What is the real purpose of a state-aided university? Isn't it to provide the best possible learning environment for young men and women, to stimulate these students to take advantage of the facilities offered by the state's taxpayers and private contributors? Isn't it for them to use this relatively short time on campus to gain the tools to be highly productive, effective and motivated members of today's society ready to make a difference, a truly BIG difference and make this a better place to live?
It would be interesting to know how many KU distinguished professors could be named by local townspeople or alumni around the state compared to the names of KU football and basketball players. Granted, one of the main reasons for this is that the media do not give the same attention and space to distinguished faculty members that they do to sports stars and professional athletes making millions of dollars.
The fact is, although they are not going to say anything publicly about the situation, there is a natural disappointment or frustration among some, or many, of the professors that they are not appreciated for what they bring to the university and that they are not used in a manner that could add to the excellence of the university.
It also should be noted that a speaker at the Tuesday meeting called attention to the fact that probably 100 percent of those at the gathering had received highly attractive offers of better-paying jobs at other campuses or research facilities but had elected to stay at KU. He said, "KU is fortunate, Lawrence and the state of Kansas are fortunate to have the loyalty and commitment of these men and women."
A growing number of KU faculty members and a surprising number of those at the Tuesday meeting are concerned that KU administrators seem to be spending as much, if not more, time worrying about athletics than they are about academic challenges and opportunities.
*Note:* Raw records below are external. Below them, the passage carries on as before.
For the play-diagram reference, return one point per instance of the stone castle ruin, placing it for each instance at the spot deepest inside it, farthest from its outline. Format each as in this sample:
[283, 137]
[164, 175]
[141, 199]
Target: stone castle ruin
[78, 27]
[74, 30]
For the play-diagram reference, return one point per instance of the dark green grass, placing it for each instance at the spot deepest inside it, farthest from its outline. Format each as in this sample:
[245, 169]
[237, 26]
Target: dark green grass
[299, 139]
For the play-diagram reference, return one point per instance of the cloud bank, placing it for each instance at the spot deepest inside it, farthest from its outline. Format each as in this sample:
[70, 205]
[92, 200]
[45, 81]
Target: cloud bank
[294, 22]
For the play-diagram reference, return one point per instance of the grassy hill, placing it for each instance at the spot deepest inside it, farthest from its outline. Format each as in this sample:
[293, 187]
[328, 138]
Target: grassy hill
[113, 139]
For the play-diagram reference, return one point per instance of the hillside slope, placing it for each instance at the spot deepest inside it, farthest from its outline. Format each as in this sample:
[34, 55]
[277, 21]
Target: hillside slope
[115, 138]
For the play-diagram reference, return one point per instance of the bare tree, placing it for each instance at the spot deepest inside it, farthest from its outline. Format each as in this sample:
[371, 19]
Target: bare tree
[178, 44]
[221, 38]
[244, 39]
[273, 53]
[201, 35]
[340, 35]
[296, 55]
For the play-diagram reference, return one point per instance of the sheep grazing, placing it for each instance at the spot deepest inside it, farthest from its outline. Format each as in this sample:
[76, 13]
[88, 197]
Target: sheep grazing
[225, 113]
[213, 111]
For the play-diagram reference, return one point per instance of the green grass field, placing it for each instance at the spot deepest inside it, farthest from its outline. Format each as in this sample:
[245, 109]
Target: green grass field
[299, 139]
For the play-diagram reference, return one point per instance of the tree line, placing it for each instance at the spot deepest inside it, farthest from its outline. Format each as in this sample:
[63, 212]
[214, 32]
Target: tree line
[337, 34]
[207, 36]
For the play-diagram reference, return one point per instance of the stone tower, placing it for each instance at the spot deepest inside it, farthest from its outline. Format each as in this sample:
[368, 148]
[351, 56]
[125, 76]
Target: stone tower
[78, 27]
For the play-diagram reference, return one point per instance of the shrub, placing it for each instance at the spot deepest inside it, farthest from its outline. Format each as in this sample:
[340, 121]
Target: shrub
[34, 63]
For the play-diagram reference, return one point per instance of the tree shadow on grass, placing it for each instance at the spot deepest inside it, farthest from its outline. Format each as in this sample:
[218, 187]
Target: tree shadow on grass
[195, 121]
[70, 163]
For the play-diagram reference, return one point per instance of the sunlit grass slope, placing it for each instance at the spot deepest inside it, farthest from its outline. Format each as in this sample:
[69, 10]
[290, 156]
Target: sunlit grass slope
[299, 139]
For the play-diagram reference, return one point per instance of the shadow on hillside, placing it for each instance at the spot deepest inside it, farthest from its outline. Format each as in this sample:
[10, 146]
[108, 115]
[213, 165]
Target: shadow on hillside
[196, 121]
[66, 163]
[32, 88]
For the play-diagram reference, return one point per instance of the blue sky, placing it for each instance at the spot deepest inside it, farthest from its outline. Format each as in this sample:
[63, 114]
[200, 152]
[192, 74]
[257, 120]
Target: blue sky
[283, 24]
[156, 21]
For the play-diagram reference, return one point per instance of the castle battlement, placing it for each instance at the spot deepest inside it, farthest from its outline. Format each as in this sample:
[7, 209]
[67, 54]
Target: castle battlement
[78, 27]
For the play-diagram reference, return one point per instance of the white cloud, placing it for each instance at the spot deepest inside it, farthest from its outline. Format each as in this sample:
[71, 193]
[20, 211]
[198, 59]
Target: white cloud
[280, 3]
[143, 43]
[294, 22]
Some say the situation is almost unhealthy.
Certainly there are many specific matters that can be pointed to where those in administrative positions are engaged in high-profile academic events, such as this week's opening of the Confucius Institute at the KU Edwards Campus in Overland Park.
Others, however, note that at major universities recognized for their academic excellence, but also their excellent athletic teams, the chancellors and presidents make it clear that athletics better not get out of hand and that athletics are not the tail that wags the university.
Another concern of some of the distinguished professors was the belief that KU has lost much of the swagger it enjoyed when they first arrived on campus. They said: "There was a swagger, a sense or knowledge that KU was good and they were proud of it. These feelings permeated the campus. We were the flagship institution of the Big Eight Conference. We were the best in many fields, and now, other schools have caught up with us or, worse, they have passed us. Where is the old swagger?" several professors asked. "We need to get it back."
Those at the Tuesday affair were (leaving off the academic or medical "Dr." titles they all carry): Marc Asher, William Barnett, Ronald Borchardt, Jonathan Boyarin, Daryle Busch, Jonathan Clark, George Coggins, David Darwin, Richard DeGeorge, Martin Dickinson, Charles Eldredge, Steven Epstein, Joseph Evans, Stephen Fawcett, George Frederickson, Victor Frost, Gunda Georg, Robert Glicksman, Robert Goldstein, Don Green, Susan Harris, Michael Hoeflich, Joan Hunt, Susan Kemper, Barbara Kerr, Curtis Klaassen, Joseph Lutkenhaus, Keith Meyer, Elias Michaelis, Lester Mitscher, Joane Nagel, Allan Pasco, Mabel Rice, Stanley Rolfe, Richard Schowen, Sam Shanmugan, Prakash Shenoy, Donald Steeples, Valentino Stella, Marilyn Stokstad, Randall Van Schmus, Paul Willhite and George Wilson.
Other KU distinguished professors who were out of town or unable to attend were: Raj Bhala, George Bittlingmayer, Shih-I Chu, Bernard Cornet, J.C. Costa, Prasad Gogineni, Jared Grantham, Craig Huneke, Chuan-Tau Lan, Dennis Lane, Wojcieh Lesnikowski, Kenneth Mackenzie, Charles Middaugh, Elinor Schroeder, Bala Subramaniam, Karan Surana, Thomas Taylor, Barbara Timmermann and Donald Worster.
These are names - and people - you should get to know.